CA125 is a classic tumor marker in ovarian cancer [21], but more than half of the patients with advanced NSCLC have CA125 levels higher than the upper limit of the normal value. In our study, CA125, similar to NSE, can effectively predict patients who can benefit from immunotherapy, and the higher the baseline CA125 level, the inferior the PFS and OS periods.

STMs can also serve as powerful complements to the treatment response in patients with LUAD. The baseline levels of CEA, NSE, and CA19-9 were statistically different from those of ORR and DCR. However, this phenomenon is not evident in patients with LUSC, suggesting the complexity of immunotherapy treatment response and efficacy prediction.

Our study has some limitations.
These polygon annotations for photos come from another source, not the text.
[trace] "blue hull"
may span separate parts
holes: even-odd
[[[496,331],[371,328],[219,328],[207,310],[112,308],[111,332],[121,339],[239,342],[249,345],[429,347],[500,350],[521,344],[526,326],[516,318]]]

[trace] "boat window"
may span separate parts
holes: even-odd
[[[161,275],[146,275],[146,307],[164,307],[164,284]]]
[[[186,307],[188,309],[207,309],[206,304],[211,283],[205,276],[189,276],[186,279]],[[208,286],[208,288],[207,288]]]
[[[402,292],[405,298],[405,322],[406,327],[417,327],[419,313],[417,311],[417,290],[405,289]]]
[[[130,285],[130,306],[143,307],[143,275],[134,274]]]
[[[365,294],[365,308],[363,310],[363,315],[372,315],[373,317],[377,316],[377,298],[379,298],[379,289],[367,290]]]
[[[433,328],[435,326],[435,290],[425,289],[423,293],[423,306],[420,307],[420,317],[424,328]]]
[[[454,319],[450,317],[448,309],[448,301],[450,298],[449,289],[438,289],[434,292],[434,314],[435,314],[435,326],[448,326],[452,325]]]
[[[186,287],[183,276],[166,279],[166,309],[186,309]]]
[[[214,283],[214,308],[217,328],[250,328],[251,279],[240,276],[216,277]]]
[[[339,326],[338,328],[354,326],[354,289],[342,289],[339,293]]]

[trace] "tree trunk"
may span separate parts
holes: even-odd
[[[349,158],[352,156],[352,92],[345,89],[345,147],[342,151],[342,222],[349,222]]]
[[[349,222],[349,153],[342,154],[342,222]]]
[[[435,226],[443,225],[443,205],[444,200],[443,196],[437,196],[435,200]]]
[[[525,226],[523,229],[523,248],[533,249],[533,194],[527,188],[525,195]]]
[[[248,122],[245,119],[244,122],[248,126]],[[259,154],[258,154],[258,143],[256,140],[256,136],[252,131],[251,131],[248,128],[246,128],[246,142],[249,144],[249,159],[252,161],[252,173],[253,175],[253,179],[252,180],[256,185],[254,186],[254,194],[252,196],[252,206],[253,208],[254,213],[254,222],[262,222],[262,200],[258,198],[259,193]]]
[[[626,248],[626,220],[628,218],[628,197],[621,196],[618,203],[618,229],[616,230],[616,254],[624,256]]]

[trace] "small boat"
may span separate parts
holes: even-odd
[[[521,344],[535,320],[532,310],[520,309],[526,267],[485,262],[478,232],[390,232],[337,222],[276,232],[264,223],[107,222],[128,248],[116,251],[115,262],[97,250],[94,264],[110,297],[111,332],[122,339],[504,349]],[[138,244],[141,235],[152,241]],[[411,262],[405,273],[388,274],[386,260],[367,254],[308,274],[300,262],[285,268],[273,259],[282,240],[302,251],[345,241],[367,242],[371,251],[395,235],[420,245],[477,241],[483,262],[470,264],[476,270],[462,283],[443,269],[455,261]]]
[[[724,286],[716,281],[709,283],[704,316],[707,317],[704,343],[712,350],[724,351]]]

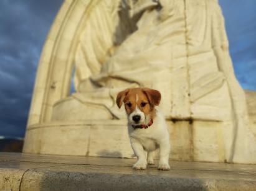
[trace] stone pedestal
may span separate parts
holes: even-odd
[[[75,92],[70,94],[70,86]],[[24,153],[131,158],[117,93],[159,90],[173,160],[256,163],[216,0],[66,0],[42,53]]]

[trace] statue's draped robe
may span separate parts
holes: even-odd
[[[72,97],[88,108],[81,120],[91,119],[97,109],[105,111],[99,119],[125,118],[115,104],[117,93],[147,87],[161,92],[168,119],[230,123],[234,138],[225,146],[234,148],[247,127],[245,101],[217,1],[92,4],[75,59]]]

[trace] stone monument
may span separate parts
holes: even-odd
[[[42,53],[24,152],[132,157],[115,99],[135,87],[161,92],[171,159],[256,163],[217,0],[65,1]]]

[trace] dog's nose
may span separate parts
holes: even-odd
[[[138,122],[140,120],[140,116],[138,115],[135,115],[133,117],[133,120],[135,122]]]

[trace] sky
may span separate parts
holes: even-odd
[[[0,0],[0,136],[23,137],[37,64],[63,0]],[[256,91],[256,0],[219,0],[235,75]]]

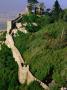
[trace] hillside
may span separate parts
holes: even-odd
[[[51,90],[67,87],[67,37],[63,34],[66,29],[67,23],[61,20],[35,33],[18,32],[14,38],[30,71]]]

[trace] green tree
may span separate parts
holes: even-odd
[[[28,0],[28,3],[38,3],[37,0]]]
[[[60,7],[60,4],[58,2],[58,0],[55,1],[54,6],[53,6],[53,10],[52,10],[52,16],[55,20],[58,20],[60,15],[61,15],[62,9]]]

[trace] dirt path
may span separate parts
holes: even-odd
[[[37,78],[35,78],[32,75],[32,73],[29,71],[29,65],[27,65],[27,66],[24,65],[24,60],[23,60],[20,52],[18,51],[18,49],[15,47],[13,38],[10,34],[6,34],[5,44],[9,48],[11,48],[13,57],[18,64],[19,82],[21,84],[24,84],[24,83],[30,84],[32,81],[37,81],[45,90],[49,90],[49,87],[46,84],[44,84],[43,82],[41,82],[40,80],[38,80]],[[22,64],[23,64],[23,66],[22,66]]]

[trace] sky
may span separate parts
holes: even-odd
[[[38,0],[44,2],[46,8],[52,8],[55,0]],[[67,0],[58,0],[62,8],[67,8]],[[27,0],[0,0],[0,16],[12,16],[24,12]]]

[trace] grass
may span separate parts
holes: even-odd
[[[62,31],[66,29],[67,23],[58,21],[36,33],[18,32],[19,36],[14,38],[25,63],[30,65],[30,71],[38,79],[50,84],[51,90],[67,86],[67,45],[61,39]],[[55,83],[52,86],[53,80]]]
First, this retrospective study had some selection bias. Second, there was no dynamic monitoring of STMs, and it was difficult to comprehensively evaluate the value of STMs in immunotherapy. Third, lung cancer is a highly heterogeneous malignant tumor, and whether the increase in NSE was due to a combination of small cells was not determined in this study.

To the best of our knowledge, this is the largest multicenter retrospective study to investigate the efficacy of baseline STMs in first-line immunotherapy. We further subdivided the patients into three groups based on STM levels and further subdivided the patients who could benefit from immunotherapy. It was also confirmed that the level of certain STMs at baseline affects immunotherapy efficacy rather than simply dichotomizing STMs based on the upper limit of the normal value. In addition, we found that PD-L1 expression levels were independent of most STM levels. Therefore, STMs can be used as effective prognostic factors in addition to PD-L1 in subsequent clinical applications. Finally, STMs routinely measured in clinics is an easy and effective tool to predict the efficacy of immunotherapy.

Conclusion

In patients with LUAD, STMs predict PFS and OS with first-line immunotherapy; higher serum NSE, CYFRA21-1, and CA125 levels are associated with inferior PFS. In addition, higher serum NSE, CYFRA21-1, CA19-9, and CA125 levels are associated with inferior OS. In patients with LUSC, serum CEA, NSE, CYFRA21-1, and CA125 levels predict PFS and OS with first-line immunotherapy, and higher serum NSE, CYFRA21-1, and CA125 levels are associated with inferior PFS and OS. These findings need to be validated in large prospective studies.